Good for the Land, Good for the Farmer
We can produce crops with fewer inputs when we use rotation. Planting corn-after-corn continuously requires increased use of fertilizers. Plus, corn residue causes seedling emergence problems over time.
Corn planted after soybeans will cost less than continuous corn by decreasing fertilizer and insecticide costs. Because of the narrow profit margins in crop production, these yield increases and reduced production costs affect profitability.
We like to plant an occasional wheat rotation in a corn/soybean rotation. Wheat increases organic matter, aids in weed control and increases stored moisture available for the following crop. No-tilling wheat into soybean stubble also provides a disease-free seedling environment, but wheat planted behind corn can be prone to Head Scab disease.
Reduced-Tillage and Crop Rotation
A large percentage of acres we farm are in a no-till/minimum-till cropping system. Crop rotations play an important role in the success of most crop-production systems, but especially in conservation-tillage ones.

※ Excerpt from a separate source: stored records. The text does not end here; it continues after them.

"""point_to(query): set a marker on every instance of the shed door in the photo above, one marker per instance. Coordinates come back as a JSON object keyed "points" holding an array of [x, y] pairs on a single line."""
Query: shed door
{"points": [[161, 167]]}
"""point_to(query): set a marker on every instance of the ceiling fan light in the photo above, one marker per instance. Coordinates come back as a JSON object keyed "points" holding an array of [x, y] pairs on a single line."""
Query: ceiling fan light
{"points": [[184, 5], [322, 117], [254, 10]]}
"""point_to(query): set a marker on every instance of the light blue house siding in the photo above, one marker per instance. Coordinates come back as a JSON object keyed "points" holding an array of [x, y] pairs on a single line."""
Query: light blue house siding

No-till/minimum-till crop production is especially advantageous in difficult soil types. The timeliness and reduced-labor benefits of a minimum-tillage system combined with yield advantages and reduced inputs from a good crop rotation significantly increases profits associated with crop production.
Making these crop rotations work effectively takes planning and initial investments in machinery. We consider crop rotation an essential part of a successful reduced-tillage cropping system.